Year: 1990
Make: Ford
Model: Mustang
I am so frustrated. I have a 1990 mustang with factory air.Last year, I attempted to retrofit the car. However, the receiver drier I purchased would not attach to the compressor manifold/blocks. Inside the low pressure block was some sort of clip or something that kept the hose that is part of the receiver/dryer from going all the way in. I tried to pry it out and basically ruined the block. This year I attempted to do this again and paid 80 bucks for a used compressor off of ebay just to get the blocks because I could not fin them anywhere. And those have this clip or whatever it is too.
I thought maybe autozone gave me the wrong receiver/dryer so I had them order another one and it is exactly like the old one. All I want is to fix this thing so I can drive it once in awhile to keep from putting a lot of miles on my new truck but it seems everything is working against me.
Here are some pictures of what I am talking about:
http://i1278.photobucket.com/albums/y510/Don_J_Gilbert/compressorblockfitting_zps3873b083.jpg
http://i1278.photobucket.com/albums/y510/Don_J_Gilbert/accumulatorline_zps3819f939.jpg
Has anyone out there ran into this or can anyone help me?
Stryed, I hear you and can relate. I work on a lot of old cars and often find this problem with unusable replacement parts. It takes persistence and some outside the box research. And sometimes you still can't get anywhere. I tried to view your pictures, but couldn't open them. I can't help you but know the frustration well.
Did you lube everything up well ?
Can you get the " slip nut " started ? If so , it may force it together ?
Probably not the best practice , but perhaps a measure of last resort ?
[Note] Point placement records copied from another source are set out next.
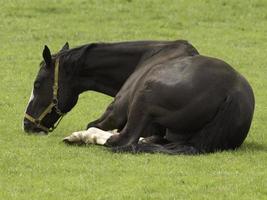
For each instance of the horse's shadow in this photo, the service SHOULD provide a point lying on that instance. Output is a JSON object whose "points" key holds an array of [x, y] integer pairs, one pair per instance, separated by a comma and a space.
{"points": [[253, 146]]}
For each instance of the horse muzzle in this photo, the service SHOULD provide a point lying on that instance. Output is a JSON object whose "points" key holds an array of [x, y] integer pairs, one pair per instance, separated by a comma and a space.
{"points": [[30, 127]]}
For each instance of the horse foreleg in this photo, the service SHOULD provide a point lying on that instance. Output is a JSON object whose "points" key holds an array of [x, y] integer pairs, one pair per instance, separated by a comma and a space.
{"points": [[113, 118], [91, 136], [138, 121]]}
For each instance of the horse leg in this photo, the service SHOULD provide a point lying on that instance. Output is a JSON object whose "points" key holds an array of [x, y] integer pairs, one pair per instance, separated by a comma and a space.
{"points": [[91, 136], [112, 118], [138, 120]]}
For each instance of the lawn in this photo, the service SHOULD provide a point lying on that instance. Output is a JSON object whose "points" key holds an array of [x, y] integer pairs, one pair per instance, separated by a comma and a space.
{"points": [[42, 167]]}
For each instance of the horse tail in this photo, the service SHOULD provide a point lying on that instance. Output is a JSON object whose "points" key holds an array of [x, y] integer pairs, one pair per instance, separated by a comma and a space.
{"points": [[229, 127], [170, 148]]}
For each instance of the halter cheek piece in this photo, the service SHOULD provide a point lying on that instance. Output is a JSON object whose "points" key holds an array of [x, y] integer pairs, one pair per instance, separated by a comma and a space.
{"points": [[54, 104]]}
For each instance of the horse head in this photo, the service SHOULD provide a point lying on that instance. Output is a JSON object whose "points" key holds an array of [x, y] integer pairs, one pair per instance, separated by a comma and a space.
{"points": [[52, 95]]}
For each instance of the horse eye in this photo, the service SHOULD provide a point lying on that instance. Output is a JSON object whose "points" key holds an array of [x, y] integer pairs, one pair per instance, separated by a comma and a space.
{"points": [[37, 85]]}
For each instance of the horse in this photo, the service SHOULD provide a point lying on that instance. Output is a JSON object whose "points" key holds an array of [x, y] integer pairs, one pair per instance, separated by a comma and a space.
{"points": [[168, 98]]}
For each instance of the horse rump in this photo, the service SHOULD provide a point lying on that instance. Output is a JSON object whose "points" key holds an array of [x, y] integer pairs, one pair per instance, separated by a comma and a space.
{"points": [[226, 131]]}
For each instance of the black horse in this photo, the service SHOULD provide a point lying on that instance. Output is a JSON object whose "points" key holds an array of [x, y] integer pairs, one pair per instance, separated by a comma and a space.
{"points": [[180, 101]]}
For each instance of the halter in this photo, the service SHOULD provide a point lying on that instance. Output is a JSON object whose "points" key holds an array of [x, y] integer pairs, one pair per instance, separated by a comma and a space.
{"points": [[53, 104]]}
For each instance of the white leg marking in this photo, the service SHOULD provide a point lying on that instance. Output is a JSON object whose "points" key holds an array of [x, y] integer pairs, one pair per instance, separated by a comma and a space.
{"points": [[90, 136], [31, 98]]}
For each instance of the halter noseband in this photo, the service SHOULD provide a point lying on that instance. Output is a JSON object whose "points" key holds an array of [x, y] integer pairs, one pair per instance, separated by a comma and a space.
{"points": [[53, 104]]}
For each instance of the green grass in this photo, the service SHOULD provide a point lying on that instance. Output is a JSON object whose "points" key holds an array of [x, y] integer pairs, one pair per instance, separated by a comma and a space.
{"points": [[41, 167]]}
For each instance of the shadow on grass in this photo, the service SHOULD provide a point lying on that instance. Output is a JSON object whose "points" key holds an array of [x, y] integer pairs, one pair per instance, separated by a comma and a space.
{"points": [[254, 146]]}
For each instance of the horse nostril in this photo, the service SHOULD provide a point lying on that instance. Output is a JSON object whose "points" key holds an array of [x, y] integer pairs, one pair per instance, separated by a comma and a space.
{"points": [[27, 125]]}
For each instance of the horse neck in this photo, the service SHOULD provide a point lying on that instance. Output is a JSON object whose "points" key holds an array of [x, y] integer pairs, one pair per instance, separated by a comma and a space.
{"points": [[105, 67]]}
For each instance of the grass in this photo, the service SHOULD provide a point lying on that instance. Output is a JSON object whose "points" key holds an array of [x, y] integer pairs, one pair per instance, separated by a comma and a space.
{"points": [[41, 167]]}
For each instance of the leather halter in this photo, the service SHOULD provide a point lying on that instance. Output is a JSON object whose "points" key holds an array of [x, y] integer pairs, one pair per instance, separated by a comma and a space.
{"points": [[54, 104]]}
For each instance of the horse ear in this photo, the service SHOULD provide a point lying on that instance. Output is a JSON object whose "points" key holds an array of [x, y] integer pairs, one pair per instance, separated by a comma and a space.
{"points": [[47, 56], [65, 47]]}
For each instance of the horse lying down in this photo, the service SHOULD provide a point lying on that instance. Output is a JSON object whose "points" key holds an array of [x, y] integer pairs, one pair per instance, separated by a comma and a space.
{"points": [[167, 97]]}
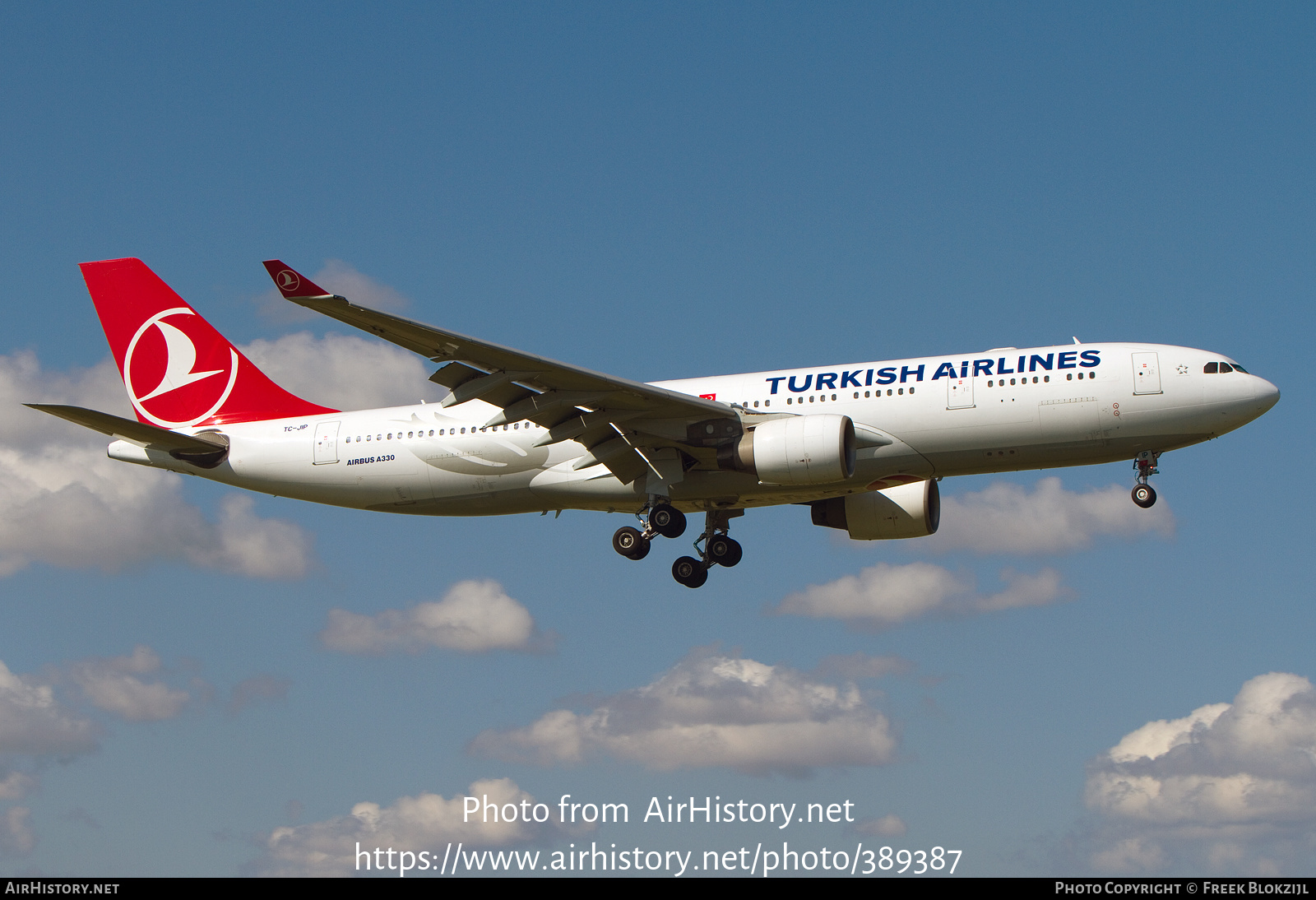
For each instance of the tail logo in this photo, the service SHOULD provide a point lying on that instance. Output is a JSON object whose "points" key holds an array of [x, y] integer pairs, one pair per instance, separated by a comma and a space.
{"points": [[287, 281], [173, 397]]}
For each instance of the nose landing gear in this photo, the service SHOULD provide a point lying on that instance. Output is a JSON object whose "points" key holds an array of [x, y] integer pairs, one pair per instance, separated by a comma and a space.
{"points": [[1144, 494]]}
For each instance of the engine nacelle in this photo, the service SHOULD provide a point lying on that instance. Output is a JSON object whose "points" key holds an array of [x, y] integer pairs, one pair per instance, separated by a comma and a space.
{"points": [[899, 512], [796, 450]]}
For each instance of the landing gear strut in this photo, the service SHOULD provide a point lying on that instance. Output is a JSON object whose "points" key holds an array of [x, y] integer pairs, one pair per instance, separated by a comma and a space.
{"points": [[1144, 494], [658, 517], [719, 549]]}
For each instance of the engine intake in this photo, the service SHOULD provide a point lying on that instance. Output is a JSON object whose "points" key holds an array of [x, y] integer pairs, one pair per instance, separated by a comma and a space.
{"points": [[796, 450], [899, 512]]}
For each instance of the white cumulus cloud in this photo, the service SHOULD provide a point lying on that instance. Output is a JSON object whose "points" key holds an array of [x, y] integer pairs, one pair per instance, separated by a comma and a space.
{"points": [[1010, 518], [712, 709], [473, 616], [1230, 787], [423, 823], [63, 503], [35, 724], [887, 595]]}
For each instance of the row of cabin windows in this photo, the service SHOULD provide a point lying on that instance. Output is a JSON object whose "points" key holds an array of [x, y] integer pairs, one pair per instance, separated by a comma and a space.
{"points": [[1045, 379], [822, 397], [443, 432]]}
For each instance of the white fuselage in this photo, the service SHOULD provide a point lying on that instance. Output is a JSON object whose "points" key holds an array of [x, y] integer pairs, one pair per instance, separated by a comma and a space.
{"points": [[1065, 406]]}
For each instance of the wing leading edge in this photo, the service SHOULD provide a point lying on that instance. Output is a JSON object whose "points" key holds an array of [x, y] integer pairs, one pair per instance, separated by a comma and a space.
{"points": [[624, 425]]}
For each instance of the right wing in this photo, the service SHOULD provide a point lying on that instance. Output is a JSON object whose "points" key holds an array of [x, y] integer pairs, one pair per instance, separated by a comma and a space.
{"points": [[625, 425]]}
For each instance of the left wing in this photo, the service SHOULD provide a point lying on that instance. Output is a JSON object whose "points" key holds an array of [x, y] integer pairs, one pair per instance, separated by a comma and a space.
{"points": [[628, 427]]}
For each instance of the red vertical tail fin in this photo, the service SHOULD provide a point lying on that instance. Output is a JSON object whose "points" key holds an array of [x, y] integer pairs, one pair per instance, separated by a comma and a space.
{"points": [[178, 370]]}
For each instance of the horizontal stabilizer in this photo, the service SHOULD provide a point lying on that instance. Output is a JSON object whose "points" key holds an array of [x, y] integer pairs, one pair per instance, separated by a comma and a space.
{"points": [[206, 450], [293, 283]]}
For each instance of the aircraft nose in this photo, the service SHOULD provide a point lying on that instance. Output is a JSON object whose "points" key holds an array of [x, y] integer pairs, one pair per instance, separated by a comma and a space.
{"points": [[1267, 394]]}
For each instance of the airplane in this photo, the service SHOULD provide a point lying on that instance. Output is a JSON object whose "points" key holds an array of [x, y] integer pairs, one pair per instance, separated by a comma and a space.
{"points": [[864, 445]]}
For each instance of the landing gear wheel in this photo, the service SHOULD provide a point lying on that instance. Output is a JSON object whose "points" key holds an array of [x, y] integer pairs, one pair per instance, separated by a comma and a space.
{"points": [[690, 571], [629, 542], [1144, 495], [724, 551], [668, 520]]}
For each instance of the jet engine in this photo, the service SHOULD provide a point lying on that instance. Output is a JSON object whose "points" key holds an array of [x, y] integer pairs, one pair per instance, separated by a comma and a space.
{"points": [[899, 512], [796, 450]]}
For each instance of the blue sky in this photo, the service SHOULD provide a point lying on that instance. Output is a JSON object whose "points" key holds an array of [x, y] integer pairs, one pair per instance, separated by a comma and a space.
{"points": [[658, 191]]}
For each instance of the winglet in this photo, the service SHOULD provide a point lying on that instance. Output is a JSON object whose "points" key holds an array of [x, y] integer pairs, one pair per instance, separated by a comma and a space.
{"points": [[293, 283]]}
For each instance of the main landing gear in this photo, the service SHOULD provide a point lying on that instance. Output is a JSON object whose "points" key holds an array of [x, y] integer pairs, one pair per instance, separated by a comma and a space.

How hard was it to originally get it apart ?
God bless
Wyr
Edited: Sun June 09, 2013 at 7:29 AM by WyrTwister
Interesting.
Some listings include the hose, some listings have it where you crimp your own hose on the accumulator. It appears that Ford was changing hose ends a lot and the aftermarket doesn't want to screw with it.
If you still have your old accumulator, I'd suggest you order a new crimp-your-own-hose version, take the old one and the new one to a hydraulics or A/C shop, and have them cut the old hose end off the old accumulator, then crimp it all onto the new accumulator with new hose. Then you know it'll fit.
Problem is I don't have the old one.